Ignatius is poor at math,he falls across a puzzle problem,so he has no choice but to appeal to Eddy. this problem describes that:f(x)=5*x^13+13*x^5+k*a*x,input a nonegative integer k(k<10000),to find the minimal nonegative integer a,make the arbitrary integer x ,65|f(x)if
no exists that a,then print "no".

 

Input

The input contains several test cases. Each test case consists of a nonegative integer k, More details in the Sample Input.

 

Output

The output contains a string "no",if you can't find a,or you should output a line contains the a.More details in the Sample Output.

 

Sample Input

   
   
   
   

    
    
    
    11
100
9999
   
   
   
   

 

Sample Output

   
   
   
   

    
    
    
    22
no
43
   
   
   
   

数论题，整整一节课都是它的了，还参看了很多orz的博客，不过也还是学到了点东西.

考虑特殊值，当X=1时，就可以得到那什么东西：

当x=1时f(x)=18+ka;有因为f(x)能被65整出，这可得出f(x)=n*65;

即：假设存在这个数a ,因为对于任意x方程都成立，所以，18+ka=n*65;若该方程有整数解则说明假设成立。

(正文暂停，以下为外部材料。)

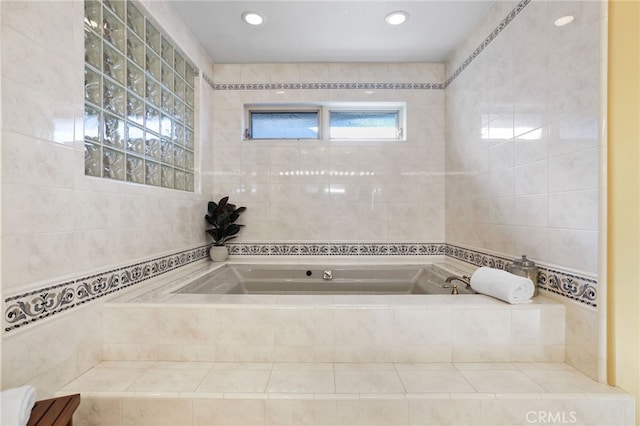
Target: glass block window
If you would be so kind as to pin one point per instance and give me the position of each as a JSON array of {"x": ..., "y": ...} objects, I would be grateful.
[{"x": 139, "y": 99}]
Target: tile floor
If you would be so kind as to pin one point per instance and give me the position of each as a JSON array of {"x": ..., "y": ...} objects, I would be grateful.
[
  {"x": 318, "y": 380},
  {"x": 150, "y": 393}
]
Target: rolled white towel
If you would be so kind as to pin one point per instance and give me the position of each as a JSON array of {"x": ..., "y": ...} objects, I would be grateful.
[
  {"x": 502, "y": 285},
  {"x": 16, "y": 405}
]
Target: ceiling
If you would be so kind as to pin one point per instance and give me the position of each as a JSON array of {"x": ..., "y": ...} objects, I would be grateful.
[{"x": 330, "y": 31}]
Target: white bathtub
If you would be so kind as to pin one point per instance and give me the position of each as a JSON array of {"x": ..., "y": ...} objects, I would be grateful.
[
  {"x": 158, "y": 322},
  {"x": 323, "y": 279}
]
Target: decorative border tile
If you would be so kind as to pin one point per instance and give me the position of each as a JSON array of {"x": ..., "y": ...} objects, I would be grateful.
[
  {"x": 208, "y": 80},
  {"x": 581, "y": 289},
  {"x": 337, "y": 249},
  {"x": 330, "y": 86},
  {"x": 496, "y": 31},
  {"x": 26, "y": 308},
  {"x": 379, "y": 86}
]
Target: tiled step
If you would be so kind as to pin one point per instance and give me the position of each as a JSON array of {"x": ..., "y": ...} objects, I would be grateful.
[{"x": 201, "y": 393}]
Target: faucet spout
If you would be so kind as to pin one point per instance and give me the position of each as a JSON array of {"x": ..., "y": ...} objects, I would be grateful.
[{"x": 466, "y": 280}]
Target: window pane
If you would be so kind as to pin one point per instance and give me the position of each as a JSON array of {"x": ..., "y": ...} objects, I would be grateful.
[
  {"x": 363, "y": 125},
  {"x": 284, "y": 125}
]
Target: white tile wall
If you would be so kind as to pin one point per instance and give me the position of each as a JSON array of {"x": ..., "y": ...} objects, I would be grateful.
[
  {"x": 522, "y": 153},
  {"x": 528, "y": 103},
  {"x": 56, "y": 222},
  {"x": 392, "y": 191}
]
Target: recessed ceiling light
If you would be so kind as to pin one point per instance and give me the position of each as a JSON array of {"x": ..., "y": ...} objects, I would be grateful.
[
  {"x": 396, "y": 18},
  {"x": 252, "y": 18},
  {"x": 561, "y": 22}
]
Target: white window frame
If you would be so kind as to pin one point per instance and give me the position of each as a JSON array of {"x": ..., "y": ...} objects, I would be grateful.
[{"x": 324, "y": 110}]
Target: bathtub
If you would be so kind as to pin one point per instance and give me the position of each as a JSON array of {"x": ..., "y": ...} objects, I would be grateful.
[
  {"x": 366, "y": 313},
  {"x": 317, "y": 280}
]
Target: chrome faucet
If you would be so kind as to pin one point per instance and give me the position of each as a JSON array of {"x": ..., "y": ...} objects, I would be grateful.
[{"x": 465, "y": 279}]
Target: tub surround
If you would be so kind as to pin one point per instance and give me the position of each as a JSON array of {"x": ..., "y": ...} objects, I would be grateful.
[
  {"x": 26, "y": 308},
  {"x": 524, "y": 215},
  {"x": 89, "y": 226}
]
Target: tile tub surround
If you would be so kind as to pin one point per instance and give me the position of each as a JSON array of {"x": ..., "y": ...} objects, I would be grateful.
[
  {"x": 382, "y": 191},
  {"x": 155, "y": 324},
  {"x": 522, "y": 137},
  {"x": 205, "y": 393},
  {"x": 522, "y": 154},
  {"x": 89, "y": 224}
]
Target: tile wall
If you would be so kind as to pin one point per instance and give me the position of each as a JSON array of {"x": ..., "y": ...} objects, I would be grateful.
[
  {"x": 320, "y": 191},
  {"x": 522, "y": 152},
  {"x": 522, "y": 138},
  {"x": 57, "y": 223}
]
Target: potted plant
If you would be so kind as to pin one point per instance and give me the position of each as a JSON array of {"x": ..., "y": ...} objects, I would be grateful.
[{"x": 222, "y": 216}]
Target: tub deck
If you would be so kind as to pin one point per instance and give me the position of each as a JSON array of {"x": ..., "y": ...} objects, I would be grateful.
[{"x": 225, "y": 359}]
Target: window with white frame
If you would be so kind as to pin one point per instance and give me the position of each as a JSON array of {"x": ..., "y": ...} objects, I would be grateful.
[{"x": 344, "y": 121}]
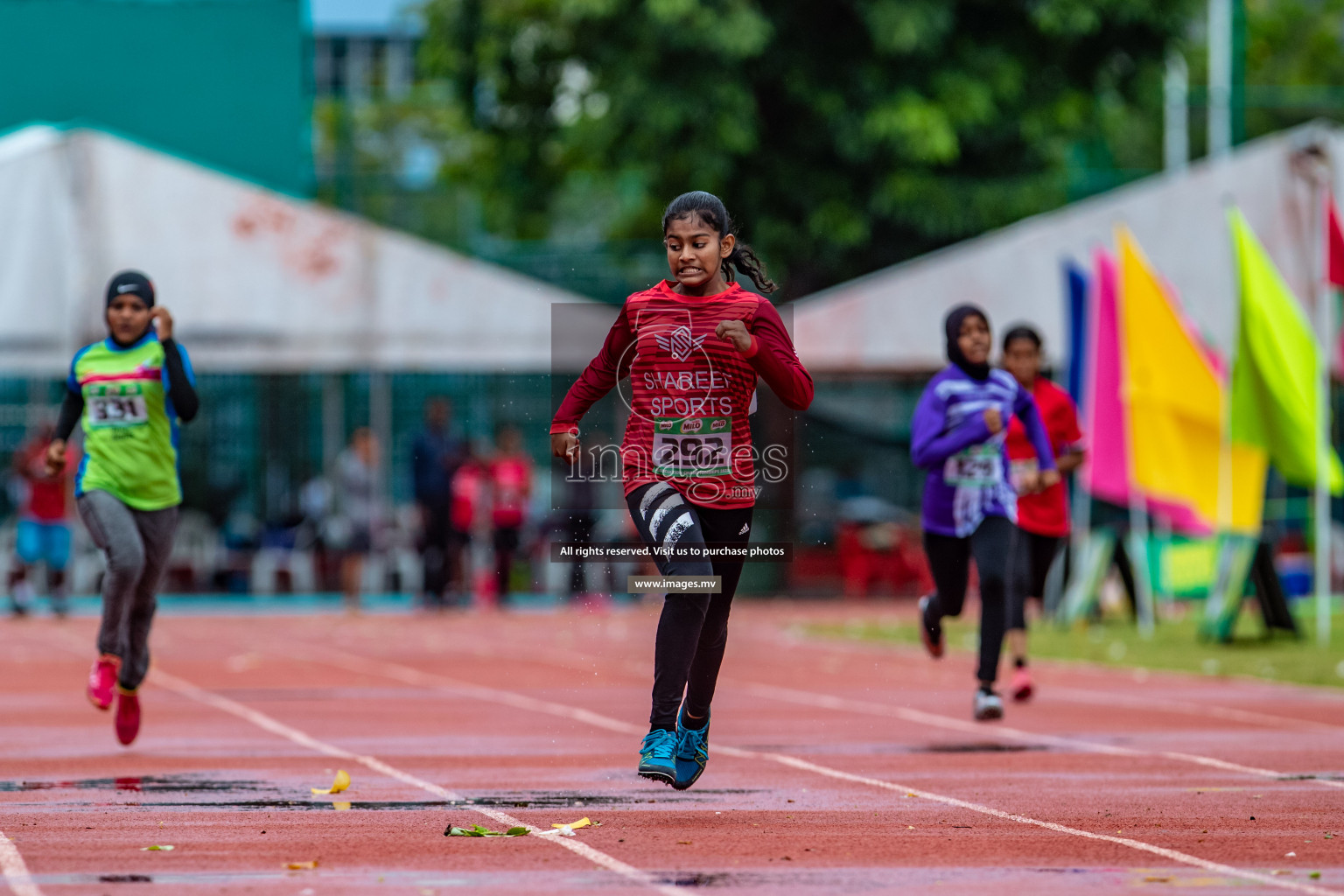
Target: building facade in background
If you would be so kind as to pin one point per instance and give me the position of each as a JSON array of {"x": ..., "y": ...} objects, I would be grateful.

对于方程有整数解：a*x+b*y=m;如a，b的最大公约数为1，则有整数解

或

ax+by = c的方程有解的一个充要条件是：c%gcd(a, b) == 0

#include <stdio.h>
#include <stdlib.h>
#include <string.h>
int gcd(int a, int b)
{
    return b? gcd(b, a%b):a;
}
int main()
{
    int m;
    while(~scanf("%d", &m))
    {
        if(gcd(65, m)==1)
        {
            for(int i = 1;; i++)
            {
                if((i*65-18)%m == 0)
                {
                    printf("%d\n", (i*65-18)/m);
                    break;
                }
            }
        }
        else printf("no\n");
    }
    return 0;
}